Mid way through the morning the principal approached me with the devotional schedule in her hand.  “I just wanted to check that you saw this.”  She said, pointing to my name on the sheet.

“Yes,” I said, “I’m ready.” I was confused that the expression on her face was not one of relief.  She arched her eyebrows and puckered her lips into a tense smile.  Uh-oh, something’s not right.

“So you are prepared?  I was concerned because you didn’t mention anything yesterday in our meeting (which was another stressor from the day before).”

“Yes, I’m ready to share a devotional.”

“You see that it says ‘shared breakfast’ next to your name?”

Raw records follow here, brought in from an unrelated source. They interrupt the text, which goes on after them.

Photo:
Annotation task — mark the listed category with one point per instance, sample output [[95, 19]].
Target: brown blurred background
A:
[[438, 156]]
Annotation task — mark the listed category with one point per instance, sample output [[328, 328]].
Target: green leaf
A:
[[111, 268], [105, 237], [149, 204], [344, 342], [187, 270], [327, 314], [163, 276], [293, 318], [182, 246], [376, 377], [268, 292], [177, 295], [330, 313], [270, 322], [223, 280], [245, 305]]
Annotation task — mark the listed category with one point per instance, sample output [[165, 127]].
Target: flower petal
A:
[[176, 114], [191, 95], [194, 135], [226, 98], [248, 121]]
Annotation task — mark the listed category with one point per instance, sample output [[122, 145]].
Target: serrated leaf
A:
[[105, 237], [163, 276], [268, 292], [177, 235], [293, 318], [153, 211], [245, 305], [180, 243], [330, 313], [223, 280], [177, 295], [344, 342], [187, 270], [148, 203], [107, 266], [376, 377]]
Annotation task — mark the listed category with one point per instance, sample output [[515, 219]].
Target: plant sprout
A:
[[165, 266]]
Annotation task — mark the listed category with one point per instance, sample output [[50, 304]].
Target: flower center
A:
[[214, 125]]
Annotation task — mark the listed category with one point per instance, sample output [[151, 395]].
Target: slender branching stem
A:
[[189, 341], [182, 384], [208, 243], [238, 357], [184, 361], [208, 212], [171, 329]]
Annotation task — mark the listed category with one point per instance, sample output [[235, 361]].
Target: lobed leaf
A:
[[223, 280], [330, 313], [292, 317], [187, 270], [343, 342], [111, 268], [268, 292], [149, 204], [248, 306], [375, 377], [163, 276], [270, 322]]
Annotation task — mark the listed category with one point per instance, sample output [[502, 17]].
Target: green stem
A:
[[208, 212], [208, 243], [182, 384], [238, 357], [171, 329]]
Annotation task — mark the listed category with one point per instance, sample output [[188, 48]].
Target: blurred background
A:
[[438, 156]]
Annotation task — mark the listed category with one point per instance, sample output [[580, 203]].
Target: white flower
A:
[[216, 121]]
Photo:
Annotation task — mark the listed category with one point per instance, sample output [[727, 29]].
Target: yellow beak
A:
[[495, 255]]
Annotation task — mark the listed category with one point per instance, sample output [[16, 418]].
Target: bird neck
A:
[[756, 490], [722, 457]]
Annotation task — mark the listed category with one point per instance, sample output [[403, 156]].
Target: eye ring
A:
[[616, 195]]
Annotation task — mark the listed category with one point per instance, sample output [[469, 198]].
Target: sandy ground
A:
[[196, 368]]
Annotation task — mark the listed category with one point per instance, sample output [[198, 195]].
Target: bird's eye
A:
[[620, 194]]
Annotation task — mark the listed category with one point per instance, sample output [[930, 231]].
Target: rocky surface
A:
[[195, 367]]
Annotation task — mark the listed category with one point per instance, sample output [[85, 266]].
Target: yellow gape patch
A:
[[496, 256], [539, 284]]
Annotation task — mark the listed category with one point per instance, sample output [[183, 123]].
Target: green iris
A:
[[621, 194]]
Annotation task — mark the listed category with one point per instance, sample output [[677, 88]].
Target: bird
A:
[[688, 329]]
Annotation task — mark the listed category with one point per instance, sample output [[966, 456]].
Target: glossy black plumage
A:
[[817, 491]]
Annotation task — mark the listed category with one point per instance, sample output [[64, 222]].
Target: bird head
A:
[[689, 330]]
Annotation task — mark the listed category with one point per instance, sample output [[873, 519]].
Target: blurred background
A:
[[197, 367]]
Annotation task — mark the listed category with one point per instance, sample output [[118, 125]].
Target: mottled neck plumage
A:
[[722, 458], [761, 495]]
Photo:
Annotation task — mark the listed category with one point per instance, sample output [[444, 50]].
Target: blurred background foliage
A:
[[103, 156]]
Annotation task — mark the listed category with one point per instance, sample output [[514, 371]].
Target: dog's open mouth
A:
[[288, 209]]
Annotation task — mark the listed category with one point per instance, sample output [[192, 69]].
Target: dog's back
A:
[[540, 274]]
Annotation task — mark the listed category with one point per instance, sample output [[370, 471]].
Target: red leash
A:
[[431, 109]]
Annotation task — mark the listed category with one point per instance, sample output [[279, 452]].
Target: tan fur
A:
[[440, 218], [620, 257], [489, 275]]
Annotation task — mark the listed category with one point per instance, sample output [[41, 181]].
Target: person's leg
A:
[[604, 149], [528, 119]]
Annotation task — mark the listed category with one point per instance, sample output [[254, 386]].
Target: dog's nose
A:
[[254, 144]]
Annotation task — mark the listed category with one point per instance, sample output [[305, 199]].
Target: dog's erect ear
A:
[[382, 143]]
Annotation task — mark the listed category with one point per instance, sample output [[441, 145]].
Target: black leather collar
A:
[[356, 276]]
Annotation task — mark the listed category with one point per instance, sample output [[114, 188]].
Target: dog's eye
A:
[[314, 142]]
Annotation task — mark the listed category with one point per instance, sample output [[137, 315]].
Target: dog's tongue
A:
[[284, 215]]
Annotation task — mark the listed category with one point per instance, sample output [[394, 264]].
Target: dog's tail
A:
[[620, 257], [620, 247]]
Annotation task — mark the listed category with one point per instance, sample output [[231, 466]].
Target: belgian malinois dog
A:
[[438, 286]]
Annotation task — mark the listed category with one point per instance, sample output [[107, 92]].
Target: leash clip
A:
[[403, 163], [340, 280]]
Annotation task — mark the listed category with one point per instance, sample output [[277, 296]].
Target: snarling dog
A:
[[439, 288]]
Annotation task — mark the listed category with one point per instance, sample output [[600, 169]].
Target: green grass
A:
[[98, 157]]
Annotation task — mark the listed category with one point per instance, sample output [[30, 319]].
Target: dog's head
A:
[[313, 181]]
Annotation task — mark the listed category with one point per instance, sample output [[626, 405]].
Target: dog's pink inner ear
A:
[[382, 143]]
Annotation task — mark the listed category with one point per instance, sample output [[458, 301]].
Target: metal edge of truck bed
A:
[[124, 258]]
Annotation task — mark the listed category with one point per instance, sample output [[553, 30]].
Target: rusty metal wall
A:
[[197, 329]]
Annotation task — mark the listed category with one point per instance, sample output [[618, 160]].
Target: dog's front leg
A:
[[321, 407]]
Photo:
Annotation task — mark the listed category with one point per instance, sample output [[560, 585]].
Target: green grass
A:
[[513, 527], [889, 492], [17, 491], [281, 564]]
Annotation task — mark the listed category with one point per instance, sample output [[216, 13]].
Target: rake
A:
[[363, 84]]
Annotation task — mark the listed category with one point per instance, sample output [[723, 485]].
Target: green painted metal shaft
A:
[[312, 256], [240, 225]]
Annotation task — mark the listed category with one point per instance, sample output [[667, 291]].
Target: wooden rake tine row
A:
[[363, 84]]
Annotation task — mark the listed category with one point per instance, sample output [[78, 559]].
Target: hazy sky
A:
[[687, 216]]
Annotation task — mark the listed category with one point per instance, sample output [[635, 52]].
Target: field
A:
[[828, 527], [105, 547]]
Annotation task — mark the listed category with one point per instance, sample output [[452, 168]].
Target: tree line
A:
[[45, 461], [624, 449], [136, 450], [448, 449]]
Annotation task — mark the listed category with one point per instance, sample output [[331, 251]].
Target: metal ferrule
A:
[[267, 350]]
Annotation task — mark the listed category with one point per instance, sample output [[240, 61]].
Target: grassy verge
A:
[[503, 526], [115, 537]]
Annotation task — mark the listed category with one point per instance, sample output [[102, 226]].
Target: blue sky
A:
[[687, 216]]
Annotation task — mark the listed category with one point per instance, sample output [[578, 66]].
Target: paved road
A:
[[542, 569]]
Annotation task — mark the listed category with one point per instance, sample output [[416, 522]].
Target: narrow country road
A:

“Yes, I will share the devotional while we have our breakfast.”  Her expression of worry had not changed yet.  I felt like I was missing something.  Even though I was understanding her words completely, I was missing some hidden meaning.  I prodded, “We ARE eating together, right?”

“Oh yes, do you need any help with that?”

“What?”

“Do you need me to bring anything?” she asked me.  Now I was totally confused.

“Ummm, If you want to, I suppose that’s fine.  What were you thinking?”

She informed me that normally they do a full Costa Rican style breakfast with beans and rice, fruit drinks, and eggs.  Then a sinking feeling settled into my stomach.  I asked point-blank, “Am I supposed to make breakfast for everyone?”

“YES!  That’s why it says ‘shared breakfast’ next to your name!”

“OMG!  I didn’t know that!  I thought I was sharing a devotional while we ate a breakfast that the school provided for us!” In my mind I continued:  You mean I’m supposed to cook AND teach BEFORE I teach all day long and then go home to make dinner for 25 people on the missions team that we are also hosting at this time?  Shall I kill you now or AFTER breakfast?  “OK, well since I obviously didn’t understand that, I’m only going to bring a box of donuts and maybe someone can help make coffee too.  How’s that?”  I felt I was being generous.  Her lips pursed again.  “Or… maybe we could put a sign up list in the office and see if other people will bring stuff too.”  Hmmm…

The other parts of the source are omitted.